Tal era su desesperación por esconderse que llegaron a vivir en una villa, en Villa Rubencito, señaló el periodista. Es por eso que la mayor parte de las demandas civiles quedaron paralizadas, ya que no se podía entrar a notificarlos.
Pero, a pesar del hermetismo que lograron mantener alrededor de su paradero, Solich padre volvió a ser noticia en agosto de 2015, cuando un grupo de vecinos que lo acusaba de un supuesto abuso a una menor intentó lincharlo. Ahí podría decirse que fue cuando se les empezó a perder definitivamente el rastro.
Esther Pangue, esposa de Solich y madre de Juniors, hasta ese entonces sumisa y maltratada igual que sus hijos, decidió separarse del oficial de Prefectura y abandonó el hogar familiar.
Solich, por su parte, siguió trabajando hasta hace tres o cuatro años, cuando finalmente se jubiló.

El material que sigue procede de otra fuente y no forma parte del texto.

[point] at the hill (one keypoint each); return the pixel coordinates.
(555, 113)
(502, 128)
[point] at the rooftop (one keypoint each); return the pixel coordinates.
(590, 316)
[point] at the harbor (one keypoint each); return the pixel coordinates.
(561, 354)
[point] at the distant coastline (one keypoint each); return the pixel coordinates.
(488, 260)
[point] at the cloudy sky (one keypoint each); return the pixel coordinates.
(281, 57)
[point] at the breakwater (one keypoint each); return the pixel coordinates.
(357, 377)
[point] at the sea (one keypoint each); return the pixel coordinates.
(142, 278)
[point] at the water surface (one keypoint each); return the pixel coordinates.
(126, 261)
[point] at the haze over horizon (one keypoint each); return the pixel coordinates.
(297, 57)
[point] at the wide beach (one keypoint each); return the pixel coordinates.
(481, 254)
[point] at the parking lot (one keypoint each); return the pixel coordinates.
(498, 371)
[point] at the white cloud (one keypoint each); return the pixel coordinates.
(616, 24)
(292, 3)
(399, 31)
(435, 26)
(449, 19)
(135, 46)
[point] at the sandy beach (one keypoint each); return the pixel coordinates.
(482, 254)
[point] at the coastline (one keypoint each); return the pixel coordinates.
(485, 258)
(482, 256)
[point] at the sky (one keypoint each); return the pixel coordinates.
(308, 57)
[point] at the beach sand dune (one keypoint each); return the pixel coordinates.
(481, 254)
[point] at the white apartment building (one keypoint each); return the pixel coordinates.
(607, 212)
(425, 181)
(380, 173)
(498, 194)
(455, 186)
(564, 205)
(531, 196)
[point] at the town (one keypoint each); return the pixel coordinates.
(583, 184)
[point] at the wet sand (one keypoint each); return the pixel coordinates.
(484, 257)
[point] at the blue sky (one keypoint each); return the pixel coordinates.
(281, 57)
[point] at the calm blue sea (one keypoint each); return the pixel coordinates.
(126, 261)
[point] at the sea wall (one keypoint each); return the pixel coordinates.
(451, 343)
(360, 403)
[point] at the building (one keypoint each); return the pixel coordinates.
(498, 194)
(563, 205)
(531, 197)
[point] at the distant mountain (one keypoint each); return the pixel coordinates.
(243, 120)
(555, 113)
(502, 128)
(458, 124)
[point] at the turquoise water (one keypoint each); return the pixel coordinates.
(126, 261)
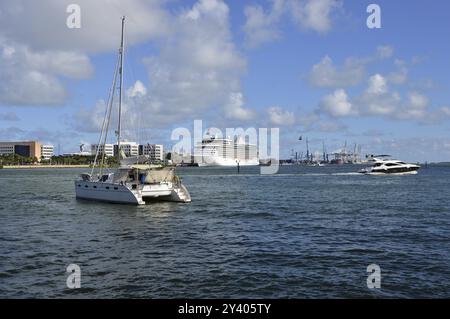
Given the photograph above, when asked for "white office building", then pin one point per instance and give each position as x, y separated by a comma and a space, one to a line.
47, 151
154, 151
108, 149
129, 148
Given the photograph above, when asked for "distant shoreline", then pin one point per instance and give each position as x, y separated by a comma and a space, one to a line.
43, 166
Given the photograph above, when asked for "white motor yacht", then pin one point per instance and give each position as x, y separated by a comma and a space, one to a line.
383, 166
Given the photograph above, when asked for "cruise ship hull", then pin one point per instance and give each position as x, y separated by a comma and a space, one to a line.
229, 162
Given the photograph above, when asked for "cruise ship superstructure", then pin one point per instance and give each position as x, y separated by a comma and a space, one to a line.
217, 151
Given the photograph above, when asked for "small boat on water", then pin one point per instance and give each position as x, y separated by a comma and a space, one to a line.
383, 166
136, 181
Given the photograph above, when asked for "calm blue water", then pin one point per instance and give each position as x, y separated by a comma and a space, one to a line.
305, 233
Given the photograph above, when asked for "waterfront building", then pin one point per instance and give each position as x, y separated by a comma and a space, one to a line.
154, 151
26, 149
47, 151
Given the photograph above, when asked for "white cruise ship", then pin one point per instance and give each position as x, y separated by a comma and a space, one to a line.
217, 151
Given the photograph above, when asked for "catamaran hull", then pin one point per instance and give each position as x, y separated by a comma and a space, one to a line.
106, 192
390, 174
121, 194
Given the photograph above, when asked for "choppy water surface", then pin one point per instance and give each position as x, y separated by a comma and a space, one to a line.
307, 232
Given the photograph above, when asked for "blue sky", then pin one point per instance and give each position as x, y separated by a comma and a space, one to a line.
311, 68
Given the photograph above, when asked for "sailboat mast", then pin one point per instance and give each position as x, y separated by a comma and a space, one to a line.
122, 53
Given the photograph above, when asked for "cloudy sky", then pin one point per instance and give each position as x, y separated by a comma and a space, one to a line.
310, 67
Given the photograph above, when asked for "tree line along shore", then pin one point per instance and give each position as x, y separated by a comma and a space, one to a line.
74, 161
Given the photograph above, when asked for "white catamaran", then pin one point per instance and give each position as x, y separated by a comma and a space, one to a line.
136, 181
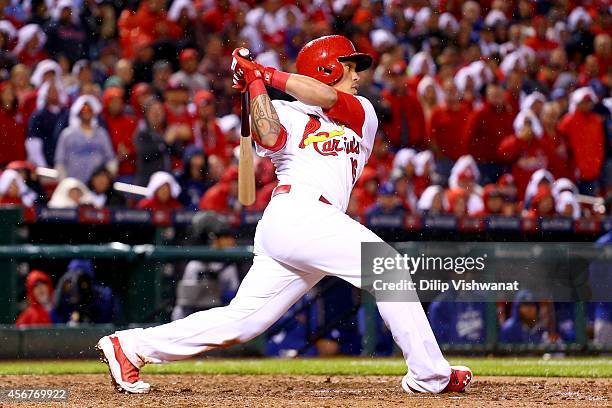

Pero, en el último tiempo, señaló Morosi, la relación con sus compañeros se había empezado a resentir por el abuso de licencias del que hacía uso el hombre desde la masacre. “El padre tenía mucha vergüenza”, afirmó el periodista, tras lo cual apuntó: “Incluso pidió dos veces el cambio de identidad y se lo negaron”.
En el caso de Juniors, nunca terminó la secundaria y hasta donde se sabe tampoco pudo conseguir un trabajo formal. Las huellas de él se perdieron en Villa Elvira -La Plata- en donde habría fijado domicilio al menos hasta no hace mucho tiempo. “Tuvo varias relaciones no muy estables”, contó por otro lado Morosi sobre la situación sentimental de ese chico que ahora es un hombre y ya pasó los 30. “A una de esas mujeres se dice que la dejó embarazada y tuvieron un hijo, pero no están en pareja”, acotó.
En cuanto a Dante, el amigo de Juniors señalado por muchos como su cómplice, se mudó poco después de la masacre a Buenos Aires, donde ya vivían sus abuelos maternos, y nunca más se supo nada de él. Incluso, los familiares de las víctimas ni siquiera saben si cumplió o no con el tratamiento psiquiátrico y psicológico que en su momento había ordenado la jueza para él.
El aula que en 2004 ocupaban los alumnos de 1°B de la escuela de enseñanza media Islas Malvinas dejó de funcionar como tal después del hecho. Actualmente, es una sala de reuniones que usan los maestros y exhibe a través de placas y fotos colgadas en sus paredes el recuerdo de lo que allí ocurrió.